Siamo tutti legati alla vita e nella vita, la cui materialità continua negli altri anche senza di noi. Noi siamo di passaggio; la vita ci supera, resta ed avanza oltre di noi. Per tutti, insieme, oltre la vita, c’è la porta verso una differente dimensione la cui preparazione si svolge nel percorso che la precede. Più che temere la morte, dovremmo imparare a considerarla un cambiamento di condizione. Non un salto nel buio, ma una trasformazione, una diversa e più duratura nascita a nuova patria.

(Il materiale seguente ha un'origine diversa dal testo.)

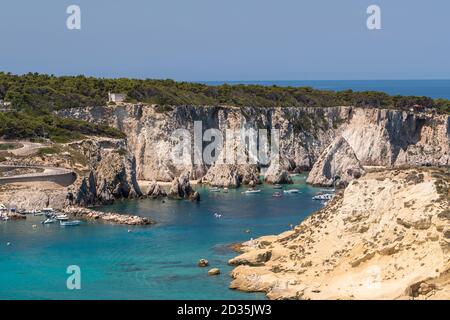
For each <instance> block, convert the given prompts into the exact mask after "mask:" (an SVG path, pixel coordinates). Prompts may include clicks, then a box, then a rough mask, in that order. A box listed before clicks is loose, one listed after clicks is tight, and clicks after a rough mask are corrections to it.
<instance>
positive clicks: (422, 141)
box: [59, 104, 450, 186]
mask: <svg viewBox="0 0 450 320" xmlns="http://www.w3.org/2000/svg"><path fill="white" fill-rule="evenodd" d="M158 110H159V109H158V106H154V105H143V104H136V105H133V104H126V105H123V106H115V107H111V106H108V107H93V108H82V109H71V110H63V111H61V112H60V113H59V115H60V116H63V117H73V118H78V119H84V120H88V121H92V122H97V123H103V124H108V125H111V126H114V127H116V128H118V129H120V130H122V131H124V132H126V133H127V135H128V145H129V146H130V149H131V152H132V154H133V155H134V156H135V157H136V174H137V178H138V179H140V180H147V181H153V180H157V181H166V182H170V181H172V180H173V179H174V178H175V177H179V176H180V174H182V173H183V172H185V171H189V172H190V175H191V176H190V178H191V179H195V180H198V179H201V178H203V177H205V175H206V174H207V172H208V171H211V170H212V169H214V166H213V167H212V168H209V166H207V165H192V164H190V165H186V164H177V163H175V162H174V161H173V158H172V155H171V150H173V149H174V145H175V143H174V141H173V139H172V134H173V132H174V131H175V130H177V129H181V128H183V129H184V128H185V129H188V130H189V132H190V133H191V137H192V138H194V130H193V128H194V122H195V121H200V122H201V123H202V130H203V132H204V131H205V130H207V129H209V128H216V129H219V130H220V131H221V132H223V133H224V136H225V131H226V129H240V128H248V127H254V128H257V129H261V128H265V129H269V130H272V129H278V130H279V134H280V135H279V136H280V148H279V149H280V156H281V160H282V161H283V163H288V164H289V165H288V166H287V167H284V168H283V169H284V170H288V171H295V172H298V171H302V170H310V169H311V168H312V167H313V165H314V164H315V163H316V162H317V160H318V158H319V157H320V155H322V154H323V152H324V150H325V149H326V148H327V147H328V146H330V144H331V143H332V142H333V141H334V140H335V139H336V137H341V136H342V137H343V138H345V140H346V141H347V143H348V145H350V147H351V149H352V150H353V152H354V154H355V155H356V158H357V159H358V160H359V162H360V163H361V165H363V166H366V165H382V166H400V165H404V164H410V165H425V164H432V165H449V164H450V118H449V117H448V116H446V115H431V114H413V113H408V112H401V111H396V110H384V109H376V108H355V107H334V108H301V107H295V108H258V107H245V108H236V107H231V106H173V107H170V108H167V110H165V111H164V112H160V111H158ZM238 169H239V168H238V166H233V167H229V168H225V173H226V174H223V175H222V174H220V172H216V173H214V170H212V171H211V174H210V175H209V177H208V178H207V179H206V180H207V181H208V182H209V183H213V184H214V183H215V184H217V185H224V186H225V185H229V186H233V185H236V184H237V182H236V176H238V175H239V174H238V173H237V172H236V171H237V170H238ZM344 169H345V168H344ZM218 171H219V170H218ZM227 171H228V172H227ZM344 171H345V170H344ZM343 174H345V172H343ZM348 175H350V176H354V175H355V173H352V172H349V173H348ZM214 177H217V181H215V178H214ZM275 178H276V177H275ZM250 180H251V179H250ZM274 180H276V179H274ZM324 180H326V179H324ZM243 183H244V182H243Z"/></svg>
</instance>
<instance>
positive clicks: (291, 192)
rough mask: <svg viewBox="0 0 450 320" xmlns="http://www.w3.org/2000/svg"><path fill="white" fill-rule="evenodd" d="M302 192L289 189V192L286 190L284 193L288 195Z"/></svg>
mask: <svg viewBox="0 0 450 320" xmlns="http://www.w3.org/2000/svg"><path fill="white" fill-rule="evenodd" d="M299 192H300V191H299V190H298V189H289V190H284V193H287V194H292V193H299Z"/></svg>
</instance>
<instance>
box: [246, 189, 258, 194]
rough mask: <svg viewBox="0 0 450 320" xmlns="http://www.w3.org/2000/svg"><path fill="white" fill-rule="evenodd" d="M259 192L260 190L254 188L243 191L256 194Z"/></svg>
mask: <svg viewBox="0 0 450 320" xmlns="http://www.w3.org/2000/svg"><path fill="white" fill-rule="evenodd" d="M260 192H261V190H254V189H251V190H247V191H245V192H244V193H245V194H257V193H260Z"/></svg>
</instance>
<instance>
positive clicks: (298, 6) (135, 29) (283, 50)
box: [0, 0, 450, 81]
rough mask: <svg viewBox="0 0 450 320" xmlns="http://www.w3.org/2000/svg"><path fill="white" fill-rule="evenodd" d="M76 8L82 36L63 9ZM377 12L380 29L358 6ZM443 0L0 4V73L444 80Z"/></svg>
mask: <svg viewBox="0 0 450 320" xmlns="http://www.w3.org/2000/svg"><path fill="white" fill-rule="evenodd" d="M71 4H77V5H79V6H80V8H81V13H82V17H81V18H82V22H81V23H82V24H81V27H82V29H81V30H72V31H71V30H68V29H67V28H66V19H67V16H68V15H67V14H66V8H67V7H68V6H69V5H71ZM371 4H377V5H379V6H380V7H381V10H382V30H376V31H370V30H368V29H367V27H366V19H367V17H368V15H367V14H366V9H367V7H368V6H369V5H371ZM449 16H450V1H448V0H433V1H424V0H395V1H392V0H339V1H336V0H308V1H306V0H276V1H275V0H223V1H217V0H127V1H125V0H114V1H111V0H70V1H65V0H39V1H29V0H2V1H1V8H0V30H2V38H1V50H0V70H2V71H10V72H13V73H25V72H29V71H32V72H44V73H53V74H58V75H60V74H86V75H95V76H105V77H138V78H172V79H177V80H192V81H198V80H316V79H449V78H450V58H449V57H450V41H449V40H450V39H449V38H450V23H449V22H448V21H450V19H449Z"/></svg>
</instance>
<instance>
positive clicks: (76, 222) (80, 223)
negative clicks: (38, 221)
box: [0, 203, 81, 226]
mask: <svg viewBox="0 0 450 320" xmlns="http://www.w3.org/2000/svg"><path fill="white" fill-rule="evenodd" d="M9 212H11V213H13V214H15V213H19V214H22V215H27V214H30V215H33V216H37V217H38V216H45V220H44V221H42V222H41V223H42V224H52V223H56V222H59V224H60V225H61V226H77V225H79V224H81V221H79V220H71V221H70V220H69V216H68V215H67V214H64V213H58V212H57V211H55V210H54V209H53V208H43V209H42V210H31V211H25V210H20V211H18V212H17V210H16V208H11V209H9ZM9 219H10V218H9V217H8V209H7V208H6V206H5V205H3V204H2V203H0V220H3V221H7V220H9Z"/></svg>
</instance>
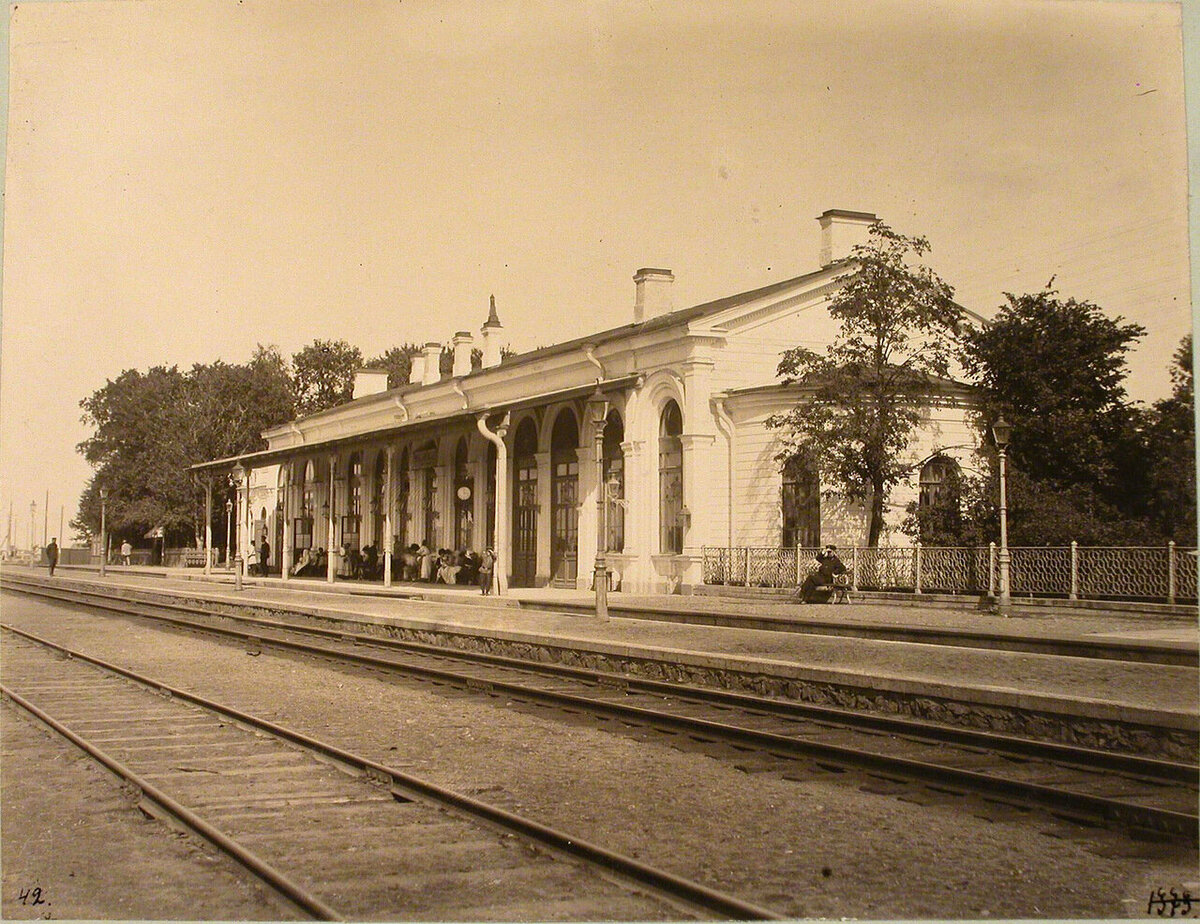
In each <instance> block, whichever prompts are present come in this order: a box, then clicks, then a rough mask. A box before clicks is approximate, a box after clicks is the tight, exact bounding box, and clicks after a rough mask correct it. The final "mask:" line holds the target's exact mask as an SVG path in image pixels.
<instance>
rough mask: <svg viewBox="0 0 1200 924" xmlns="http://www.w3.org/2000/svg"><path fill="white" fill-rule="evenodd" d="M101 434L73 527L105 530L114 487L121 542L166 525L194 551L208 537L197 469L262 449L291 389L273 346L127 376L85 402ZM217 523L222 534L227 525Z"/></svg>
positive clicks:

Una vita armoniosa, solidale, rispettosa di tutto e tutti, ci guida a comprenderne la fase terminale, verso, infine, la superiore prospettiva, quella che recitiamo nel “Credo”, allontanandoci dal giudicare negativamente il distacco terreno. Aprirci al magnifico incanto della vita può guidarci nel comprendere la nuova nascita, il nuovo battesimo che ci rende creatura nuova. Come la nascita dell’albero rinato dal seme marcito sotto terra e che punta ancora verso l’alto.
Nel capire questo senso profondo della vita sta la sconfitta della paura della morte. La risposta alla domanda, tenera e consolatoria, “perché piangi?”, non può che essere quella dell’invito a correre per dare avviso del nuovo percorso, prima incomprensibile.
(contributo pubblicato nella rivista bimestrale "Vivere In", n. 3-2020, pag. 49)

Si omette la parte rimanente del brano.